Velocity Estimation in muscular Tissue by Ultrasound
Abstract
When estimating tissue velocities, the conventional autocorrelation method (AM) is only biased if the demodulation frequency is correctly estimated. While AM assumes the received centre frequency to be constant, the modified autocorrelation method (MAM) estimates the received centre frequency continuously from pulse to pulse. Although MAM has shown superior performance in simulation environments, it fails to show consistently better performance compared to AM when applied to experimental data. In order to investigate this lack of consistency, a model for simulation of signal from moving tissue was developed, including realistic aspects such as thermal noise, signal from clutter and aliasing. The simulation model was adapted using experimental tissue data and parameters from a true acquisition system. A 1st order FIR filter was applied for clutter rejection prior to velocity estimation. The investigations using simulation data shown faster performance degradation of MAM compared to AM when the amount of signal from clutter or thermal noise were increased independently.
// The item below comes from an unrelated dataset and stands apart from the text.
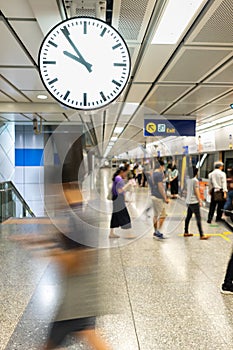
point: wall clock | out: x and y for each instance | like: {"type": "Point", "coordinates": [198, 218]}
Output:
{"type": "Point", "coordinates": [84, 63]}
For clutter signal mimicking acoustic noise from reverberations, MAM went from significantly better under low-noise conditions to approaching AM performance when the signal-to-clutter ratio became lower than 10 dB. Analogously, MAM approached AM performance when the signal-to-noise ratio was lower than 15 dB. Velocity estimation of experimental data shown MAM's robustness to frequency dependent attenuation by means of frequency compensation, while AM suffered from bias effects due to erroneously estimated demodulation frequency. The frequency compensation did, however, not succeed to approve lower estimation variance in MAM compared to AM. Statistical analysis based on expected values from simulations, demonstrated correlation between the estimation error in AM and MAM.